The different STR systems performed as expected in relation to each other. PowerPlex® 16, in most cases, outperformed Identifiler®. This is also seen when comparing typical paternity indices, and can be attributed to the Penta D and Penta E loci being more polymorphic than D2S1338 and D19S433 that are found in the Identifiler®. The FFFL loci did improve the LRs, but the e-ESS loci had a greater impact, partially because it comprised an extra five loci, as compared with the four loci in the FFFL, but also because the loci are more polymorphic. 14,19 In real casework the e-ESS loci will be a significant improvement over the FFFL loci as they have been selected in part to work with small PCR amplicons, and therefore are predicted to have a higher success rate with degraded DNA; this has already been demonstrated in multilab trials with DNA recovered from crime scenes. 15
The simulation function in DNA · VIEW provides a valuable tool to estimate the usefulness of different sets of relatives, and has already been used to provide guidelines to the forensic community. 8,11 In reality, when carrying out casework involving the identification of mass fatalities there may well be several confounding factors that are experienced that are not seen in computer-based simulations, for example: complications over which allele frequency database to use when there are victims of different geographical origins among the dead 7,13 ; ascertaining the correct biological relationship of individuals who are providing reference samples, the obvious example being samples from fathers who are not the actual biological father; the presence of multiple relatives among the victims, the likelihoods provided are based on the alternate hypothesis being that they are unrelated; and the profiles in the simulation are all complete, whereas in casework the degradation of DNA is a problem, with partial profiles often resulting, which will impact on the potential LR that can be obtained.

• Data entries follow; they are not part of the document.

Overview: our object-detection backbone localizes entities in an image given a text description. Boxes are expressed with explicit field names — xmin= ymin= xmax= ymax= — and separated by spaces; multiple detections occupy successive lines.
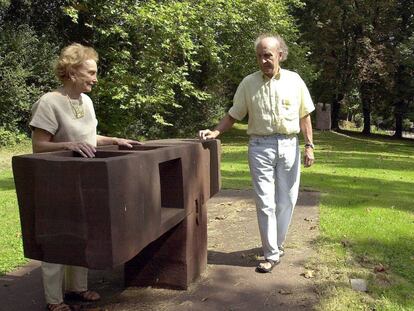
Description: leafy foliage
xmin=56 ymin=0 xmax=311 ymax=137
xmin=0 ymin=24 xmax=55 ymax=136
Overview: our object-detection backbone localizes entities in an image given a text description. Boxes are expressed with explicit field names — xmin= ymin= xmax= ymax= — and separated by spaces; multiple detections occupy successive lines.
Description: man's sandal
xmin=256 ymin=259 xmax=280 ymax=273
xmin=65 ymin=290 xmax=101 ymax=302
xmin=46 ymin=302 xmax=72 ymax=311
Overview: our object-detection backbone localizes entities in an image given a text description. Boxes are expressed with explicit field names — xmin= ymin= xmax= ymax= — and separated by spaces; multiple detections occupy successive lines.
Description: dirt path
xmin=0 ymin=190 xmax=319 ymax=311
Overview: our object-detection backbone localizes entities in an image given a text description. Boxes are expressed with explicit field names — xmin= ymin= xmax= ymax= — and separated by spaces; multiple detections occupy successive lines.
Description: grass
xmin=218 ymin=125 xmax=414 ymax=311
xmin=0 ymin=141 xmax=31 ymax=275
xmin=0 ymin=125 xmax=414 ymax=311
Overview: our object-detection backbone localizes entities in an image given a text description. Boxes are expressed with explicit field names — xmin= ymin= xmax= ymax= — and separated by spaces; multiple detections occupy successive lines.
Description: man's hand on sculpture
xmin=303 ymin=147 xmax=315 ymax=167
xmin=198 ymin=129 xmax=220 ymax=140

Notwithstanding, the data presented provides a useful reference for organizations that are executing or planning identification programmes with a DNA component, illustrating what can potentially be achieved using different combinations of reference profiles in different scenarios. The simulations shown here illustrate the value of using the recommended expanded ESS loci, in addition to STR markers that are already in routine use.